🤖 AI Summary
This work addresses the instability of bipedal robots on low-friction or uncertain terrains caused by foot slippage. It introduces, for the first time, virtual nonholonomic constraints to explicitly model slipping behavior by modulating the tangential velocity of the stance foot, ensuring compatibility with the virtual holonomic constraints used in gait generation and thereby forming a closed-loop hybrid dynamical system. The approach establishes a slipping-compatible hybrid zero dynamics manifold and integrates nonlinear feedback control with Poincaré map-based stability analysis to guarantee robustness of periodic gaits. Numerical simulations demonstrate that the proposed method effectively maintains stable walking even under significant foot slippage, highlighting the novelty and efficacy of incorporating virtual nonholonomic constraints into bipedal gait control.
📝 Abstract
Foot slip is a major source of instability in bipedal locomotion on low-friction or uncertain terrain.
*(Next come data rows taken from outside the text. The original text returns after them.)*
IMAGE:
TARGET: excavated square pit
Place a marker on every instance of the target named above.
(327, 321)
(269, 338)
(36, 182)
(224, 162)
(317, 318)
Standard control approaches typically assume no-slip contact and therefore degrade when slip occurs. We propose a control framework that explicitly incorporates slip into the locomotion model through virtual nonholonomic constraints, which regulate the tangential stance-foot velocity while remaining compatible with the virtual holonomic constraints used to generate the walking gait. The resulting closed-loop system is formulated as a hybrid dynamical system with continuous swing dynamics and discrete impact events. A nonlinear feedback law enforces both classes of constraints and yields a slip-compatible hybrid zero dynamics manifold for the reduced-order locomotion dynamics. Stability of periodic walking gaits is characterized through the associated Poincaré map, and numerical results illustrate stabilization under slip conditions.